Back to Contents of Issue: May 2003

We received the following letter from the author of "The Irrelevance of Japan," which our editor in chief mentioned in his April letter:

by Alexander Kinmont

I am flattered to have attracted the attention of your publication, but I suspect that you may have misunderstood my perspective. I too am impressed by the vitality of certain areas of "pop" culture. Just as important are Japan's strengths in product design, logistics and production engineering. But if macro-economic policy is designed to shrink the economy, these micro strengths are but whipped-up spume on a stagnant sea.

Observations about micro strengths should also be balanced against identification of micro weaknesses, none of which is more obvious than Japanese companies' inattention to marketing in general and brand development in particular.

Then there is the question of what business is for. Is it, as has been understood for the period since 1938, simply to accumulate production potential? Or should it serve also the interests of capital providers, most notably Japan's pensioners?

These are complicated questions which do not admit of "cultural" explanations, and are not significantly illuminated by the suggestion that one age cohort is increasingly familiar with mobile phones. Indeed, a total balance sheet of Japan's micro abilities and defects would likely show it as neither better nor worse than any other major developed economy apart from the exceptional case, the US.

This is most regrettable. Of course Japan is a rich nation with huge latent potential, a potential so colorfully visible in Shibuya. There is no reason, save the greatest failure of macro-economic policy making since the 1930s, that Japan should not again experience stable and robust nominal GDP growth.

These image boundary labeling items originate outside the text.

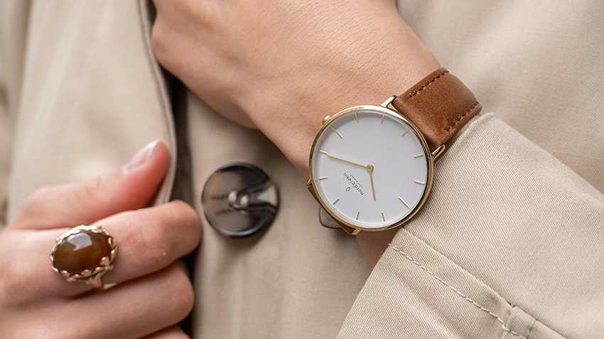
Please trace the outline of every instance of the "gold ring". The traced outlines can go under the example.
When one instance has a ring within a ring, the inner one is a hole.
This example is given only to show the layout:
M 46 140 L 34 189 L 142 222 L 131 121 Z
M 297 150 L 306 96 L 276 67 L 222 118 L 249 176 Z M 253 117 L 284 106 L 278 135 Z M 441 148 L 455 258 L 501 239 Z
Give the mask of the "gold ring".
M 99 226 L 80 226 L 57 238 L 50 255 L 53 269 L 68 282 L 103 287 L 101 277 L 113 269 L 117 243 Z

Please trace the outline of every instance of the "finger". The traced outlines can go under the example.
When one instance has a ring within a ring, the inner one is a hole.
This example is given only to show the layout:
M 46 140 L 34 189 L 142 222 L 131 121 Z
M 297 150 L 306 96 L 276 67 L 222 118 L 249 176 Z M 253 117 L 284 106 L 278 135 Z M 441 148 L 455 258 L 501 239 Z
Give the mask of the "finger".
M 161 183 L 169 159 L 166 144 L 153 142 L 118 171 L 43 188 L 28 199 L 7 228 L 72 228 L 144 207 Z
M 88 314 L 91 333 L 134 338 L 178 323 L 191 311 L 193 302 L 186 269 L 177 262 L 153 274 L 80 298 L 71 304 L 69 313 Z M 103 319 L 104 314 L 112 316 Z
M 53 338 L 141 338 L 184 319 L 193 299 L 184 265 L 177 262 L 139 279 L 52 305 L 45 330 Z
M 166 267 L 195 250 L 201 237 L 197 213 L 179 201 L 118 214 L 99 223 L 114 235 L 119 246 L 114 268 L 103 277 L 106 284 Z
M 99 223 L 117 243 L 114 269 L 102 277 L 104 284 L 127 282 L 167 267 L 193 251 L 201 234 L 197 213 L 182 201 L 119 213 Z M 51 269 L 49 255 L 55 238 L 65 230 L 5 231 L 2 243 L 13 245 L 10 250 L 0 248 L 6 263 L 0 265 L 0 274 L 10 278 L 3 279 L 0 287 L 20 291 L 9 296 L 13 304 L 72 296 L 93 289 L 82 282 L 68 282 Z M 23 238 L 29 240 L 20 241 Z
M 146 339 L 187 339 L 188 338 L 189 336 L 185 334 L 178 326 L 172 326 L 146 337 Z

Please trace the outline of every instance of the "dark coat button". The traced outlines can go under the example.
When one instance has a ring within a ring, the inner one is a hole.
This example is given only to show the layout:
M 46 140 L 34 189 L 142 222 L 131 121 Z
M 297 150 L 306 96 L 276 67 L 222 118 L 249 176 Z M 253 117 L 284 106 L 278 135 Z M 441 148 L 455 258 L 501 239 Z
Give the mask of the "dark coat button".
M 216 170 L 201 194 L 205 218 L 221 234 L 247 237 L 268 227 L 279 205 L 277 189 L 261 170 L 232 162 Z

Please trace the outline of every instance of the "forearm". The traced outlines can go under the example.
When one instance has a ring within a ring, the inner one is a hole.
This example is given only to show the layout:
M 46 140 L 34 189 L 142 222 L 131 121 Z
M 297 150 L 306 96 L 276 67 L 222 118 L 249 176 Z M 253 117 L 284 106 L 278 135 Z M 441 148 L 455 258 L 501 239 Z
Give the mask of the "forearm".
M 379 104 L 439 67 L 393 1 L 224 6 L 194 16 L 200 29 L 213 28 L 195 34 L 179 28 L 169 2 L 156 2 L 160 62 L 217 111 L 260 129 L 305 177 L 325 116 Z M 198 57 L 179 58 L 191 45 L 199 46 Z

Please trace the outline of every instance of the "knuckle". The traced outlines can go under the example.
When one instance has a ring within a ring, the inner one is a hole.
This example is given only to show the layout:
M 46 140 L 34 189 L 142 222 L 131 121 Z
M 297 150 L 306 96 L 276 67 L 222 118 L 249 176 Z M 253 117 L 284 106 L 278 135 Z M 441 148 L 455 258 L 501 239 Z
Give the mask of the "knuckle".
M 193 233 L 200 230 L 201 221 L 199 215 L 190 205 L 180 200 L 171 201 L 168 205 L 172 209 L 174 217 L 176 218 L 174 220 L 178 221 L 178 225 L 185 228 L 184 230 Z
M 139 249 L 139 253 L 146 253 L 146 259 L 149 264 L 153 266 L 165 267 L 166 260 L 170 256 L 166 255 L 171 248 L 170 230 L 168 226 L 161 219 L 153 218 L 149 211 L 144 218 L 144 224 L 141 227 L 138 236 L 131 240 L 134 241 L 135 248 Z M 142 260 L 142 258 L 141 258 Z
M 107 178 L 104 175 L 87 180 L 82 185 L 82 198 L 87 201 L 102 199 L 105 194 L 102 192 L 107 187 Z
M 184 319 L 193 310 L 195 294 L 193 285 L 183 269 L 174 265 L 170 273 L 171 293 L 166 296 L 166 309 L 171 320 L 178 322 Z

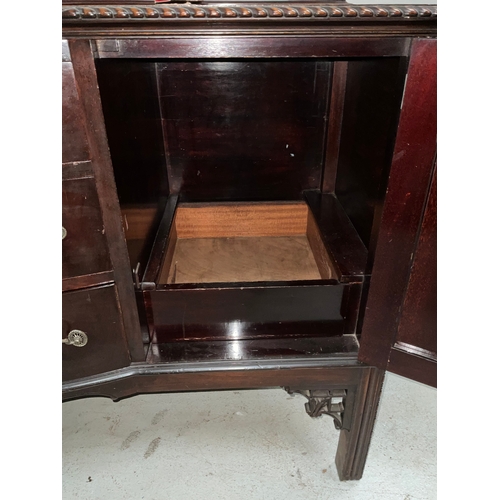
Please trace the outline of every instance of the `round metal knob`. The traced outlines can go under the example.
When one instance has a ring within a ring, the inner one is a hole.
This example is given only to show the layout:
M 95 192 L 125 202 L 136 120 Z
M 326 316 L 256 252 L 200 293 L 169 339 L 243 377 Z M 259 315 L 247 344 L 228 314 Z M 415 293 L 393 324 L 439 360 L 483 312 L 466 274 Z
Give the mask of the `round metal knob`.
M 75 347 L 83 347 L 87 345 L 89 338 L 85 332 L 81 330 L 71 330 L 68 333 L 68 338 L 63 339 L 63 344 L 74 345 Z

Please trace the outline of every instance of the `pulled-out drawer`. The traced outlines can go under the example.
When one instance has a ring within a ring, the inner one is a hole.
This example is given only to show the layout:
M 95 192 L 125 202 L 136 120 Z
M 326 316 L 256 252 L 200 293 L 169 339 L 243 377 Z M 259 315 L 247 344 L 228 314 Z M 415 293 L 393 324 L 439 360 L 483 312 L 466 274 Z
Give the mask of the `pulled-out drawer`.
M 63 381 L 130 364 L 114 285 L 62 295 Z
M 153 342 L 354 333 L 366 249 L 333 196 L 171 199 L 140 283 Z

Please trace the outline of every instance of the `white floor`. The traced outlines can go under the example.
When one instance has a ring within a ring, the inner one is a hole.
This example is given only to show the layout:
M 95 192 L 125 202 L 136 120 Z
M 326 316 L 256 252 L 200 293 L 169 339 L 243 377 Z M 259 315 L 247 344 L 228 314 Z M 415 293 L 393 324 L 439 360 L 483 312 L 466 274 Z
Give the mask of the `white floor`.
M 63 499 L 436 498 L 436 390 L 388 374 L 360 481 L 340 482 L 338 431 L 283 390 L 63 404 Z

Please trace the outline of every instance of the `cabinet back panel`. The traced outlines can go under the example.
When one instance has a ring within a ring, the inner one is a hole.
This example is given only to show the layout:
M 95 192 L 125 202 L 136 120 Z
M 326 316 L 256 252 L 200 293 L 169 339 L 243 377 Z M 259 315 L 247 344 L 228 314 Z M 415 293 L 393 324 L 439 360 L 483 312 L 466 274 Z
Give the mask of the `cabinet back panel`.
M 298 199 L 318 189 L 332 63 L 158 64 L 170 191 L 182 199 Z

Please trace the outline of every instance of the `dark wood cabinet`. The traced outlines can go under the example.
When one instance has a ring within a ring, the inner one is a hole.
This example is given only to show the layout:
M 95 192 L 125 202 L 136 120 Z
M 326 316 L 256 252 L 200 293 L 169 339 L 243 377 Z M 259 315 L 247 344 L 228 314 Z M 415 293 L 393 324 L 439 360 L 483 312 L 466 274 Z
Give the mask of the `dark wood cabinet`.
M 436 383 L 435 6 L 63 3 L 63 399 L 284 387 L 359 479 Z

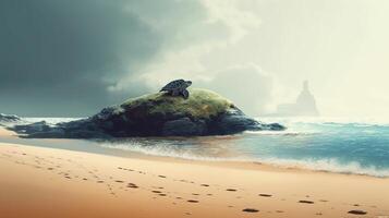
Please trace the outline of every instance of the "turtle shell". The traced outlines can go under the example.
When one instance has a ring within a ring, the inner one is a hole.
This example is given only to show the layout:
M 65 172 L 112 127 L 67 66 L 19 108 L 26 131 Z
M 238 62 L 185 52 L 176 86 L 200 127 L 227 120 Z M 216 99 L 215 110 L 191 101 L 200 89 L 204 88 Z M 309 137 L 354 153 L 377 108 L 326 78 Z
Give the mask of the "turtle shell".
M 161 90 L 173 90 L 173 89 L 182 88 L 184 87 L 184 85 L 186 85 L 184 80 L 177 80 L 168 83 L 166 86 L 163 86 Z

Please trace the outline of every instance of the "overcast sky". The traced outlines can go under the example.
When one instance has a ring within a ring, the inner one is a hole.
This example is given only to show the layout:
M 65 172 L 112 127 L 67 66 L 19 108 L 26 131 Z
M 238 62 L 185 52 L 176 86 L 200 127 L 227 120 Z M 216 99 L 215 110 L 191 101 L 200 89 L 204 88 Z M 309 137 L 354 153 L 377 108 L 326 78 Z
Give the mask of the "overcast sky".
M 2 0 L 0 112 L 84 117 L 170 80 L 250 114 L 308 80 L 324 116 L 388 117 L 386 0 Z

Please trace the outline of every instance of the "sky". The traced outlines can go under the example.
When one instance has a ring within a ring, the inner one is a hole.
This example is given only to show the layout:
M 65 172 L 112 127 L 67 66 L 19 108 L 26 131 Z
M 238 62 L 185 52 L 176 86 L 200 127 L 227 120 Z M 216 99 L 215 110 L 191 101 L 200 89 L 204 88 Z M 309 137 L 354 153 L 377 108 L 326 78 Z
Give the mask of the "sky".
M 320 113 L 389 117 L 386 0 L 2 0 L 0 112 L 85 117 L 171 80 L 252 116 L 308 80 Z

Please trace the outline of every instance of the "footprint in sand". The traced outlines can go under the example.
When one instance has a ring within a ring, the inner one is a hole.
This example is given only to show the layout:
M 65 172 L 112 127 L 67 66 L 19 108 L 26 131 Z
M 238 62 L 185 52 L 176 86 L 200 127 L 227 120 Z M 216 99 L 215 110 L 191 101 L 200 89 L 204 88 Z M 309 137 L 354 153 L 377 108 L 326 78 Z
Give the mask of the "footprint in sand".
M 259 210 L 258 209 L 254 209 L 254 208 L 245 208 L 245 209 L 242 209 L 242 211 L 245 211 L 245 213 L 258 213 Z
M 136 184 L 134 183 L 129 183 L 127 184 L 127 187 L 131 187 L 131 189 L 138 189 L 139 186 L 137 186 Z
M 271 194 L 259 194 L 259 196 L 262 196 L 262 197 L 271 197 L 272 195 Z
M 302 204 L 315 204 L 314 202 L 306 201 L 306 199 L 299 201 L 299 203 L 302 203 Z
M 367 211 L 360 210 L 360 209 L 353 209 L 353 210 L 350 210 L 348 213 L 352 214 L 352 215 L 366 215 L 367 214 Z

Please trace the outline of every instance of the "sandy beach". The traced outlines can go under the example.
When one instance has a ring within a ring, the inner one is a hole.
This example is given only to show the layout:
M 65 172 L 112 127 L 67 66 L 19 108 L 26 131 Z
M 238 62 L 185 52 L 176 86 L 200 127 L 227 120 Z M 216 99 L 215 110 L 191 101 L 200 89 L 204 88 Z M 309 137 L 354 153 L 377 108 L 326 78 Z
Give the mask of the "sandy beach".
M 1 131 L 0 137 L 12 137 Z M 0 143 L 0 217 L 386 217 L 389 179 Z M 365 214 L 366 213 L 366 214 Z

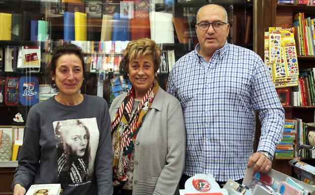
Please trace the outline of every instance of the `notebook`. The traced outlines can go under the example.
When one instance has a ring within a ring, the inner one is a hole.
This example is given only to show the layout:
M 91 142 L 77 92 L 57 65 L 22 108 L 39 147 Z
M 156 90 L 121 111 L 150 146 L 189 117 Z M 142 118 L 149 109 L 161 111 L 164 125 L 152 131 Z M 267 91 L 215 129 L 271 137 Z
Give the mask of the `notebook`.
M 0 41 L 11 41 L 12 15 L 0 13 Z
M 74 39 L 86 41 L 86 14 L 74 12 Z
M 151 12 L 149 17 L 151 38 L 158 44 L 173 44 L 172 14 Z
M 113 34 L 113 16 L 104 14 L 102 20 L 101 41 L 112 41 Z
M 74 14 L 65 12 L 63 37 L 65 41 L 74 41 Z

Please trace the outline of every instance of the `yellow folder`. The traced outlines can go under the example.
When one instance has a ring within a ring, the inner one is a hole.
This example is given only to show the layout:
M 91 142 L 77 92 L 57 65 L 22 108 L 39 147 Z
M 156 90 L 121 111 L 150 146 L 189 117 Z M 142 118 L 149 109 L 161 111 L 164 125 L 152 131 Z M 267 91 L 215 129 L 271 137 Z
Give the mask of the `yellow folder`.
M 113 16 L 103 15 L 101 32 L 101 41 L 112 41 Z
M 86 14 L 74 12 L 74 39 L 86 41 Z
M 0 40 L 11 41 L 12 14 L 0 13 Z

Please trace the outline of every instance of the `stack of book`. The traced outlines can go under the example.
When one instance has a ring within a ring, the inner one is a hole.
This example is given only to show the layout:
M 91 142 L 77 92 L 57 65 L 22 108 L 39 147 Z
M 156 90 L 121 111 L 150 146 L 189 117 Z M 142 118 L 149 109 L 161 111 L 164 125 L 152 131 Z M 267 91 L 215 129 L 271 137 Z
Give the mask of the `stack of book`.
M 283 137 L 276 148 L 275 157 L 279 158 L 293 158 L 295 149 L 295 135 L 296 121 L 286 120 L 283 130 Z

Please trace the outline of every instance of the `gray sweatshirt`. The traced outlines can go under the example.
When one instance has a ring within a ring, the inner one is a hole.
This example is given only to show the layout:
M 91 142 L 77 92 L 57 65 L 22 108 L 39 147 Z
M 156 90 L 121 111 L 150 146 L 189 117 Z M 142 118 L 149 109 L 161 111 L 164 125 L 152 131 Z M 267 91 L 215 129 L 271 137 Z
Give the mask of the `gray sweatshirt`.
M 111 132 L 102 98 L 84 95 L 75 106 L 54 98 L 36 104 L 27 116 L 12 186 L 61 183 L 63 195 L 112 194 Z

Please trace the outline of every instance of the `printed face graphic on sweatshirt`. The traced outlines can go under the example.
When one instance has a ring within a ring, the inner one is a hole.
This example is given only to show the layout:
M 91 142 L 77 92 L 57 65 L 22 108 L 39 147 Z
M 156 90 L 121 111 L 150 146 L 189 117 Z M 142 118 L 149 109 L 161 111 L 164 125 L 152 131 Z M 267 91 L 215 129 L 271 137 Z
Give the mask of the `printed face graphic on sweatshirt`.
M 59 121 L 53 125 L 60 182 L 69 185 L 88 182 L 94 173 L 99 142 L 96 119 Z

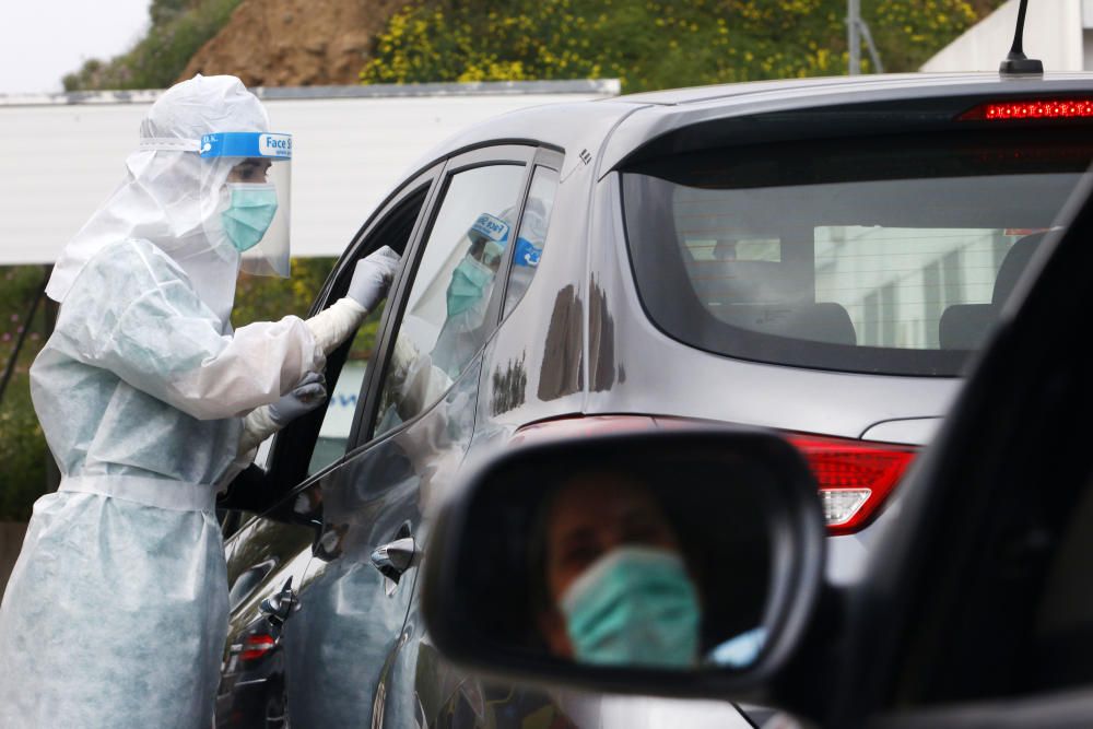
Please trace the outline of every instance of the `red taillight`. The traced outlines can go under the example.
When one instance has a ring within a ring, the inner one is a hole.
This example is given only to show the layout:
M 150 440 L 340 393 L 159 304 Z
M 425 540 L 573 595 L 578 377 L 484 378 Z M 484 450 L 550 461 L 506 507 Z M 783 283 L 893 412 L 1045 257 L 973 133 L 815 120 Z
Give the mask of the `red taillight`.
M 273 650 L 275 644 L 277 640 L 273 639 L 272 635 L 265 633 L 248 635 L 243 639 L 243 652 L 239 654 L 239 660 L 258 660 Z
M 1093 101 L 1051 98 L 1027 102 L 989 102 L 960 116 L 961 121 L 986 119 L 1081 119 L 1093 117 Z
M 820 482 L 827 532 L 848 534 L 866 526 L 915 458 L 910 446 L 795 435 Z

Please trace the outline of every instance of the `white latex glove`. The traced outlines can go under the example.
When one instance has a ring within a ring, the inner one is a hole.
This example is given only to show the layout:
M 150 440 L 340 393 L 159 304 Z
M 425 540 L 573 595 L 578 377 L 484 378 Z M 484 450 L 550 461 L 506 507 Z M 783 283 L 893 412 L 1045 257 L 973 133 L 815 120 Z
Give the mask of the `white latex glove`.
M 309 372 L 287 395 L 269 407 L 270 420 L 278 427 L 284 427 L 321 405 L 326 399 L 327 378 L 321 373 Z
M 387 290 L 395 280 L 400 260 L 399 255 L 390 246 L 384 246 L 368 254 L 357 262 L 345 295 L 372 311 L 376 308 L 376 304 L 387 296 Z

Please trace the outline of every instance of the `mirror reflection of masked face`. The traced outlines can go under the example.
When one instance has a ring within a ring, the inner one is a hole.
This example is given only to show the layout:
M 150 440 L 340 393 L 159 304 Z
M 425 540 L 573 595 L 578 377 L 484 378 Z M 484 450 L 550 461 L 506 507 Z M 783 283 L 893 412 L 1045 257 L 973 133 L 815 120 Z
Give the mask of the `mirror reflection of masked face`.
M 643 485 L 597 474 L 564 484 L 546 514 L 539 614 L 552 652 L 581 662 L 687 668 L 698 597 L 679 539 Z

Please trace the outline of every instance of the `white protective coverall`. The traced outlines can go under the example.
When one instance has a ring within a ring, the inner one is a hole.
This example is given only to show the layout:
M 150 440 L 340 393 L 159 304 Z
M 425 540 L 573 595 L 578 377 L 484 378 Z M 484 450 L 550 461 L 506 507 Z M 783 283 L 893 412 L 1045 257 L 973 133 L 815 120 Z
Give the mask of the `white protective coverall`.
M 237 79 L 197 77 L 141 137 L 268 127 Z M 341 299 L 233 333 L 239 255 L 215 225 L 231 161 L 161 143 L 126 166 L 47 287 L 61 307 L 31 388 L 62 480 L 0 607 L 4 729 L 210 726 L 227 631 L 215 493 L 249 460 L 240 442 L 271 431 L 260 405 L 321 372 L 364 313 Z

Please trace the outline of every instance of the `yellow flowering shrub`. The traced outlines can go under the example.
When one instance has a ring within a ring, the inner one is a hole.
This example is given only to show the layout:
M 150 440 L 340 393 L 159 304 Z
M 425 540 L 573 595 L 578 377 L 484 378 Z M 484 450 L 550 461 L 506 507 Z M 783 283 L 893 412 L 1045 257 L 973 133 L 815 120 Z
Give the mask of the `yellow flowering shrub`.
M 888 71 L 914 70 L 978 19 L 966 0 L 865 0 L 862 12 Z M 414 0 L 361 81 L 618 78 L 634 92 L 842 74 L 845 15 L 846 0 Z

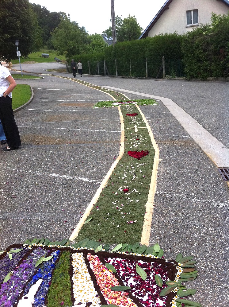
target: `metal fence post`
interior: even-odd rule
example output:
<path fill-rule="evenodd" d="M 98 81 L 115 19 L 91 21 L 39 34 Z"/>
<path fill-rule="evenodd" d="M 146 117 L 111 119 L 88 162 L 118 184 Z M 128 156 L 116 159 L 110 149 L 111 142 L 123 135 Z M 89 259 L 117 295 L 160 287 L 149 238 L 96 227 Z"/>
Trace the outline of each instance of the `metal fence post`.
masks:
<path fill-rule="evenodd" d="M 115 71 L 116 73 L 116 76 L 118 76 L 118 68 L 117 67 L 117 59 L 115 59 Z"/>
<path fill-rule="evenodd" d="M 148 66 L 147 66 L 147 58 L 146 58 L 146 76 L 148 78 Z"/>
<path fill-rule="evenodd" d="M 88 69 L 89 71 L 89 75 L 91 74 L 91 70 L 90 69 L 90 62 L 89 61 L 88 61 Z"/>

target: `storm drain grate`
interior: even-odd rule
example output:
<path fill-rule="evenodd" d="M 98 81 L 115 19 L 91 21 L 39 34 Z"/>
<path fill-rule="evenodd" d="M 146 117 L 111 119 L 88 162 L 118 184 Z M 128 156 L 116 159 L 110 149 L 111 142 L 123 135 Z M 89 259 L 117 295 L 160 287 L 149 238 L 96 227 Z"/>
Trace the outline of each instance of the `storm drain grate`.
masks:
<path fill-rule="evenodd" d="M 218 169 L 225 181 L 229 181 L 229 168 L 218 167 Z"/>

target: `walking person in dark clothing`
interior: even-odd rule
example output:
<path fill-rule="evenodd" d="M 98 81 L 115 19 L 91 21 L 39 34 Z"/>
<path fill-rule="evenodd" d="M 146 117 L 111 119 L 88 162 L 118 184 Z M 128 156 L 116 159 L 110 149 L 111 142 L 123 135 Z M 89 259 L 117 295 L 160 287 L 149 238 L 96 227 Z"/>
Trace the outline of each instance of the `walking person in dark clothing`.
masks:
<path fill-rule="evenodd" d="M 21 145 L 12 108 L 11 92 L 16 85 L 9 69 L 0 66 L 0 119 L 8 145 L 2 148 L 5 151 L 17 149 Z"/>
<path fill-rule="evenodd" d="M 71 59 L 71 66 L 72 70 L 72 73 L 73 74 L 73 78 L 75 78 L 76 76 L 76 63 L 74 62 L 73 59 Z"/>
<path fill-rule="evenodd" d="M 80 60 L 79 60 L 78 64 L 77 64 L 78 67 L 78 71 L 80 75 L 80 76 L 82 77 L 82 71 L 83 70 L 83 65 L 82 65 L 81 61 Z"/>

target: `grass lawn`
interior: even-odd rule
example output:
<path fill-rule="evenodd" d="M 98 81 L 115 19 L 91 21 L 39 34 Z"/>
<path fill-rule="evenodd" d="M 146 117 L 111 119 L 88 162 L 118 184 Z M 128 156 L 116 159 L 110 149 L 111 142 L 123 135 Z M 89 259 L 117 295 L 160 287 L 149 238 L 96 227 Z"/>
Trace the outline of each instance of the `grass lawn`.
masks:
<path fill-rule="evenodd" d="M 19 50 L 20 49 L 19 48 Z M 41 57 L 41 53 L 48 53 L 49 55 L 49 57 Z M 55 61 L 54 60 L 54 58 L 55 56 L 62 60 L 66 60 L 65 56 L 58 56 L 56 51 L 55 50 L 43 49 L 41 49 L 40 51 L 33 52 L 30 53 L 30 54 L 29 54 L 28 58 L 25 58 L 23 56 L 21 56 L 20 57 L 20 60 L 21 63 L 24 63 L 25 62 L 29 61 L 34 61 L 37 63 L 48 63 L 51 62 L 55 62 Z M 19 63 L 19 60 L 13 60 L 11 61 L 12 64 Z"/>
<path fill-rule="evenodd" d="M 38 76 L 32 76 L 31 75 L 23 75 L 22 76 L 19 74 L 11 74 L 14 79 L 42 79 L 42 77 Z"/>
<path fill-rule="evenodd" d="M 30 87 L 26 84 L 18 84 L 12 93 L 13 110 L 25 104 L 30 99 L 32 95 Z"/>

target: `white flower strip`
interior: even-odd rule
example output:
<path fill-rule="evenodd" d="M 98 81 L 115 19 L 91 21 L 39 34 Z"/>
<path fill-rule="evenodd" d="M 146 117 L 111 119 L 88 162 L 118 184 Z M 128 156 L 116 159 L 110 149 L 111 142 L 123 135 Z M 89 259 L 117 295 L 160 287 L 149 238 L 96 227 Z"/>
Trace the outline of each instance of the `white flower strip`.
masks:
<path fill-rule="evenodd" d="M 43 280 L 38 279 L 35 284 L 32 286 L 27 294 L 20 300 L 17 304 L 17 307 L 32 307 L 32 303 L 34 301 L 34 296 L 37 292 Z"/>
<path fill-rule="evenodd" d="M 72 254 L 73 289 L 74 304 L 91 302 L 91 306 L 99 307 L 101 303 L 84 262 L 82 253 Z M 96 297 L 97 295 L 97 297 Z"/>

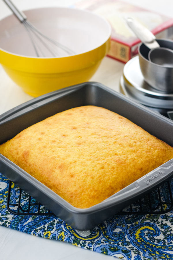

But only with the ruling class out of the way can micro strengths reasonably be expected to make themselves visible enough to affect the macro outcome. The mantra monotsukuri Nippon (a ruling class obsession) obscures the fact that what Japan excels at is something entirely different, and an area of accomplishment which, as you note, belongs more to Shibuya's orange hair brigade than to Tokyo University's law graduates.

The parallel I drew in my essay was with Britain in the 1960s and 1970s. Not a dynamic period macro-economically, but the high water mark of Britain's "pop" culture. Today Britain is economically far more successful, but in 2002 failed for the first time since the 60s to place a band in Billboard's Top 100.

We should be careful to separate micro success from macro sclerosis, and vice versa. Furthermore we should separate our view of Tokyo from our view of Japan. According to a recent OECD publication, 46% of all fast growing firms are in Kanto. The number of such firms per capita in Kanto is 30 to 100 per cent higher than in the rest of the country.

Tokyo, and Shibuya in particular, can probably look after themselves. But the price of macro economic failure becomes incarnate close to Shibuya, in Yoyogi Park. Whether one focuses on Yoyogi or Shibuya is a matter of personal taste. I fear that, for now, Yoyogi represents the more significant development.